Risky business: a decade of daredevil finance and other games plays a hidden role in the health insurance crisis - Cover Story
Common Cause Magazine, Spring, 1993 by Jeffrey Denny
Company officials deny that their health policyholders have been hurt as a result. But critics say the same investment strategies that helped to sink the S&L industry are playing an indirect role in the health insurance crisis. "First they take our money with a false promise of safety," Martin Weiss, a Palm Beach, Fla., financial adviser who analyzes the health insurance industry, maintains. "Then they invest it in junk bonds and speculative real estate, and now they're trying to make us, the consumers, pay for their blunders."
E.F. Hutton Spoke
While Blue Cross health plans are non-profits, many still couldn't resist the gogo investment game.
One eager participant was Blue Cross of West Virginia. In early 1987, Shearson Lehman Brothers, the big Manhattan brokerage house, and E.F. Hutton, the financial adviser, offered to loan the Blue Cross plan $25 million to buy 30-year U.S. Treasury bonds on credit and make futures and options trades at the Chicago commodities exchanges, according to a pending lawsuit filed in state court by the West Virginia insurance commission.
Convinced, the Blue Cross plan bought the Treasury bonds and over the next 10 months undertook a frenzy of high-risk commodities trades, at times making a dozen or more transactions a day.
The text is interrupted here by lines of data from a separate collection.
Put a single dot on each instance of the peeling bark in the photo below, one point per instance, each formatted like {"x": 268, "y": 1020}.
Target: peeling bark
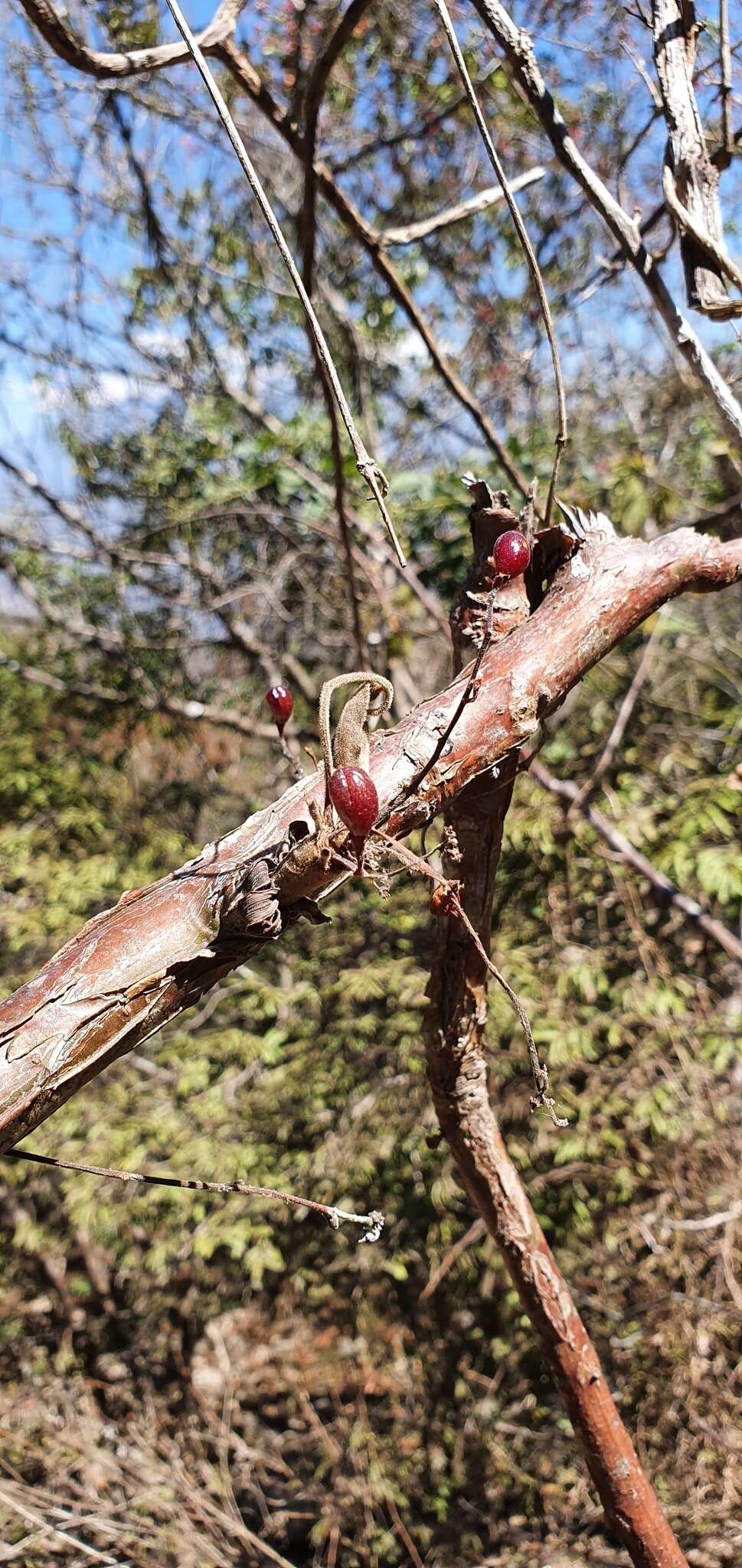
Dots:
{"x": 692, "y": 191}
{"x": 160, "y": 948}
{"x": 459, "y": 1076}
It stopped only after it had lost $2.3 million - plus $150,000 it had paid Shearson and Hutton for their financial services. Shearson Lehman (which later acquired Hutton) refused to comment for this article.
Partly because of its losing investments, West Virginia Blue Cross became the first in the Blues network to collapse, stranding 51,000 policyholders with unpaid medical claims and others with reduced or canceled coverage. Local doctors have defied court orders and ignored pleas from state officials not to dun patients. Some policyholders' credit ratings have been ruined. One medical group with $114,000 in unpaid claims reportedly insists that patients needing non-emergency surgery pay half their bill in advance. "I lost a total of over $23,000 myself," one policyholder told Congress. "How could a health insurance company simply go bankrupt and leave over $41 million worth of claims unpaid?"
West Virginia Blue Cross also hemorrhaged an undetermined sum of money through a number of for-profit subsidiaries and affiliates, some of which were set up for the personal gain of the health plan's executives, a Senate investigations subcommittee chaired by Sen. Sam Nunn (D-Ga.) found in a 1992 probe. An offshoot of one subsidiary set up to invest in real estate and travel agencies sold computer equipment back to the health plan at mark-ups of 80 to 130 percent, the state insurance commissioner found later.
Nationwide many Blue Cross plans have financed the creation of for-profit ventures, some health-related and some not, in an effort to earn extra money to hold down premiums. The Blue Cross national association in Chicago defends this practice and argues that subsidiaries altogether cleared some $195 million in profits in 1991 (although a Blue Cross spokesperson could not say how it affected premiums).